Why Location Matters: TCP
The majority of SaaS applications are standard web applications running on top of TCP. Because TCP is location dependent, the physical distance between your users and the datacenter has a dramatic impact on the maximum achievable performance you will see from the cloud. As this example details, the latency on a network connection can be the biggest factor in the end-to-end performance. A 1Gbps WAN connection from New York to Chicago with latency of 30ms has a maximum achievable throughput of 17.4 Mbps. That distance between New York and Chicago just cost you 98% of the capacity you are paying for. Take that RTT up to 80ms, which is your RTT round trip from one coast to the other in North America, and your 1Gbps link has only 6.4Mbps achievable. Finding out where the application datacenters are should be one of the critical questions to be answered before signing on with any cloud provider.
3’s a Crowd: Plugins
Many SaaS applications only provide multiple locations for redundancy. Some, like Salesforce, let you choose between a handful of locations to minimize the RTT. Even if you can solve issues with Salesforce itself, the plug-ins to the Salesforce platform can have as big an impact to your performance as the core application. When choosing between plug-in vendors, make sure you test their user experience as well, and ask if they have multiple, geographically distributed data centers to choose from.
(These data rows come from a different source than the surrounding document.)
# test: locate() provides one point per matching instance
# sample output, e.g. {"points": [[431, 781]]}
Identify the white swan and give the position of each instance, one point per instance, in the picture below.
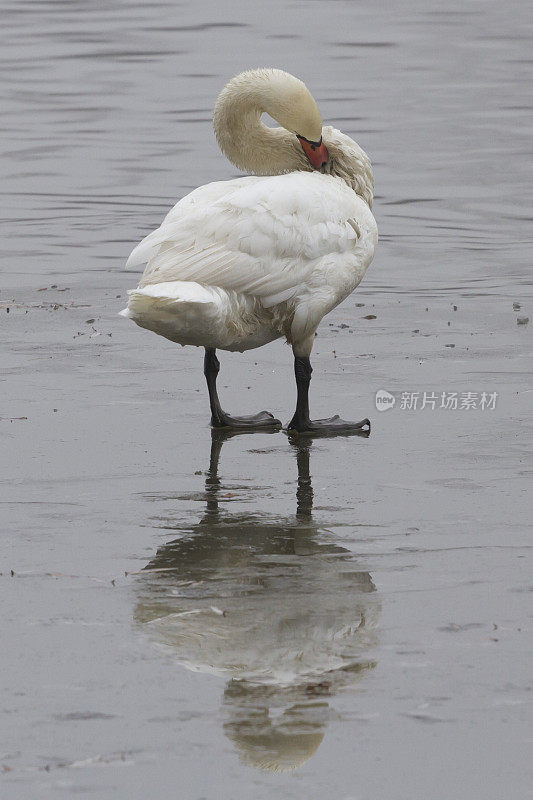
{"points": [[236, 264]]}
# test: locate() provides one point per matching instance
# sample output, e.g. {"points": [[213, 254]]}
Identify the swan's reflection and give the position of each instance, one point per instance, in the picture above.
{"points": [[275, 606]]}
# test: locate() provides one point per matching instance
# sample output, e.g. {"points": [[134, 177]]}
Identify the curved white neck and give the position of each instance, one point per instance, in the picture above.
{"points": [[246, 141]]}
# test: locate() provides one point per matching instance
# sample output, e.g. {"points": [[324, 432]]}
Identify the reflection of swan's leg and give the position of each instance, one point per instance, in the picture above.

You also want to consider the degree to which a SaaS application is exposed to performance degradation based on location. When you go to a new page in Salesforce, there are 80 or 90 objects being transferred back and forth, and each one of those objects has a TCP handshake to get started. You may think it’s just 200 milliseconds for your office in Tokyo to connect to your Salesforce instance, but it’s actually 200 milliseconds plus 5 seconds of handshake for each of the 80-90 objects. It can take you 8 seconds just to make the initial connection and then you still have the transfer times.
The size of page files is also going to impact the upload time. Consumer-centric sites tend to aggressively shrink page sizes, but many SaaS apps focus on functionality over speed. This can mean page sizes of multiple megabytes per screen: up to 5MB in Salesforce, for example. For users who are on Salesforce for hours, those extra seconds per page really add up when over 100s of pages, making the experience extremely frustrating.
The low cost and high performance of the Cloud is changing the way IT is delivered. How will you manage the end user experience of your applications?